Apple And SecureWorks To Work Together

What took them so long? Geez.

Were those the guys who claimed that they found a vulnerability...but it turned out they could only hack in using third party hardware connected to the mac that had its own vulnerability?

After I installed this update on my PowerBook G4 and my PowerMac Dual G4, both systems locked up within 24 hours, and they haven't done that in several months. My recommendation is to wait and see if a fix for this patch comes out that makes the code more stable.

but i thought they faked it

yea did I miss something cause I thought it was fake too.

I'd prefer to see security problems reported privately to Apple before they are generally known, but it's very hard to tell if Apple promptly fixes problems that they find are serious.

There are multiple reasons that many (all?) of these "vulnerability" discoveries eventually go public and why news of them spreads around:

1. People who find them want credit for finding them.

2. People who find them may be genuinely concerned that the software vendor won't fix the problem unless there is public pressure to do so.

3. Some feel that the public has a "need to know" that outweighs concerns that reporting a problem will encourage exploits of it.

4. People who find security problems may be trying to sell a security product to fix what they report.

5. It's often unclear when an exploit is theoretical only, when it is of real concern, how widespread its effect might be, or if the danger is being misrepresented. For example, if a website has posted a bad-intentioned application and people download it, ignore warnings or signs of trouble, and invoke it anyway, some may call it a "security hole."

6. Some people enjoy passing around news of potential problems because they don't like the "bulletproof" image many ascribe to Mac OS X.

7. News and rumors sites, including MacRumors, report when security issues are being publicized by others.

8. Some people pass along security warnings, whether or not they are of real concern, because they don't understand them.

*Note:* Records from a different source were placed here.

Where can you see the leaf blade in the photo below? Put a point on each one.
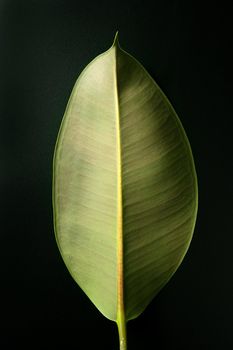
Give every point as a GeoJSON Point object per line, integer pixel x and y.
{"type": "Point", "coordinates": [121, 149]}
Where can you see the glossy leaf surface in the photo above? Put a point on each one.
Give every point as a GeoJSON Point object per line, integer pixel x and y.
{"type": "Point", "coordinates": [124, 186]}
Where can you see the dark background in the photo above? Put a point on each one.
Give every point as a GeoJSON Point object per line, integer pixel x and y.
{"type": "Point", "coordinates": [44, 45]}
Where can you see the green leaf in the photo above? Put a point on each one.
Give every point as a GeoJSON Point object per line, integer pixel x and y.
{"type": "Point", "coordinates": [124, 186]}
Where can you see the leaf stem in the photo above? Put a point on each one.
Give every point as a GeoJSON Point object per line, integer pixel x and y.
{"type": "Point", "coordinates": [121, 324]}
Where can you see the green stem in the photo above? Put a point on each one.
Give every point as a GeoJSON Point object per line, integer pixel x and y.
{"type": "Point", "coordinates": [121, 324]}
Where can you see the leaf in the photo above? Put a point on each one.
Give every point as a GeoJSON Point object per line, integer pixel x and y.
{"type": "Point", "coordinates": [124, 186]}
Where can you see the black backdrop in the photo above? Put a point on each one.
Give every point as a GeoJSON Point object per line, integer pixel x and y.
{"type": "Point", "coordinates": [44, 45]}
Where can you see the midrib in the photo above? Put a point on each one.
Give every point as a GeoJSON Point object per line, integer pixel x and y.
{"type": "Point", "coordinates": [120, 284]}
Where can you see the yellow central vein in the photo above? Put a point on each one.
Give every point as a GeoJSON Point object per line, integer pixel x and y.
{"type": "Point", "coordinates": [119, 197]}
{"type": "Point", "coordinates": [120, 281]}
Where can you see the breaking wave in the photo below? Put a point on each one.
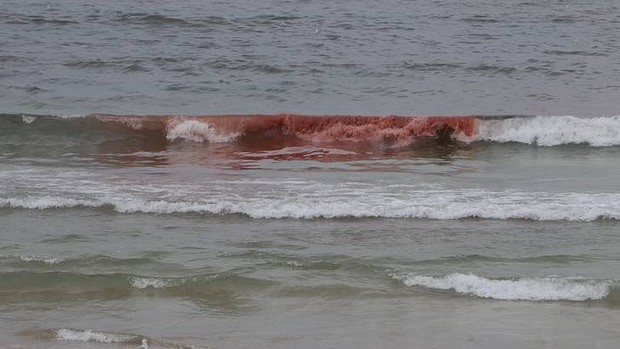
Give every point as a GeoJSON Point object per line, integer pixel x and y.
{"type": "Point", "coordinates": [432, 204]}
{"type": "Point", "coordinates": [65, 334]}
{"type": "Point", "coordinates": [396, 130]}
{"type": "Point", "coordinates": [535, 289]}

What took them so long? Geez.

I predicted THEN this would be the outcome. They are only ANNOUNCING it now.

AFTER the most important Apple update has been DISTRIBUTED.

Typical security policy.

I wonder how much they got paid? :)

Rocketman

1. People who find them want credit for finding them.

If you read the details of every security update, Apple lists the security holes plugged and ALWAYS credits whoever discovered the problem if it was discovered by a third party.

The recent Airport security fixes did not credit SecureWorks since the fixes were a result of an internal review by Apple. I don't beleive a word SecureWorks says (since they faked the vulnerability just to be anti-Mac zealots) and won't change that point of view unless I see a credit on a security update.

If you read the details of every security update, Apple lists the security holes plugged and ALWAYS credits whoever discovered the problem if it was discovered by a third party.

The recent Airport security fixes did not credit SecureWorks since the fixes were a result of an internal review by Apple. I don't beleive a word SecureWorks says (since they faked the vulnerability just to be anti-Mac zealots) and won't change that point of view unless I see a credit on a security update.

Most likely they didn't submit a bug report to Apple, but went public with it first... for fame and glory. Apple read their "report", and preemptively audited the drivers themselves. Hence, Apple's fix might very well be to address the same issue(s), but SecureWorks didn't care to follow the rules for bug submission and weren't credited for the discovery. My guess is Apple Legal slapped them for potential libel, and gave them a swift "gag order" until they could complete their own investigation.

Fark 'em if they can't take a joke... but my guess is that the actual issue did exist and the exploit was real, and it probably did affect native drivers as well as 3rd party. By making it public, SecureWorks set themselves up as liable for damages, which could have been in the $billions. The broadcast demo used a 3rd party wireless card in an effort to skirt the issue (ie Apple Legal).

Most likely they didn't submit a bug report to Apple, but went public with it first... for fame and glory. Hence, Apple's fix might very well be to address the same issue they discovered, but SecureWorks didn't care to follow the rules for bug submission, so they weren't credited for the discovery.

I think the real question in everyone's mind was how it was reported as "Hijack a Macbook in 60 seconds"

I also question the reporters behind it ... trying to pick fights by not even providing general information.

Had they not done the little video and then gotten George Ou (a goon) to follow up reporting ... I doubt there would have been so much drama.